Android P also restricts access to unofficial APIs.

Zero-touch provisioning program and management options

Android expanded its enrollment capabilities, which are similar to Apple's Device Enrollment Program (DEP), in September 2017 using zero-touch provisioning. The Android device enrollment program is available for phones purchased through Verizon Wireless, AT&T and other carriers, as well as from OEM partners including LG Electronics, HTC, Motorola and more.

Zero-touch provisioning simplifies the traditional process and makes it easier to manage devices at scale.

Zero-touch provisioning simplifies the traditional process and makes it easier to manage devices at scale. IT can select preconfigured settings and EMM software for Android devices during purchase. IT assigns a user ID to each device, and when the user signs in for the first time, they use their user ID to access the preconfigured settings and EMM enrollment features.

The enrollment program is still less than a year old, but it has faced issues with potential fragmentation. The program offers support for a variety of devices, but they don't all support the same OS versions, which could cause fragmentation issues. Meanwhile, Apple's DEP has support on all iOS devices, and IT can add devices purchased outside of the program.

Updates to Android device security

In February 2018, Google released Android Enterprise Recommended, a program for continuously managing Android devices in the enterprise. Under this program, all devices will receive security updates within 90 days of their release for at least three years after purchase, and the devices need to meet minimum hardware specifications, including running on Android 7.0 Nougat or higher. Google will remove devices from the program if they don't meet the requirements.

Google is aiming to create consistency across each OEM after some devices stopped getting updates within 18 months of their release. At its launch, the program recommended devices from six OEMs, including the BlackBerry KeyOne and Motion, Google Pixel, Pixel XL, Pixel 2 and Pixel 2 XL.

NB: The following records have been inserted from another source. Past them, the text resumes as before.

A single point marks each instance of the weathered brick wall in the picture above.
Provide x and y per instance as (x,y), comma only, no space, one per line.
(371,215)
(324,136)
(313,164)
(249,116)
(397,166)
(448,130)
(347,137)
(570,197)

New security features that focus on identification and authentication became available with the release of Android P. Google's Android Protected Confirmation gives the OS API the capability to ensure that a transaction, such as a money transfer or connection to a medical device, occurs in a Trusted Execution Environment (TEE), which is a separate microprocessor. The TEE protects data from malware, even on an infected device.

Android P provides stronger protection and tamper resistance to create better security keys for multifactor authentication on Android devices. Android P also added a lockdown mode, which prevents biometric login features and notifications from appearing on the lock screen.

To further protect users from spying and data loss, only apps currently being used in the foreground can access the microphone, camera and other sensors regardless of the API.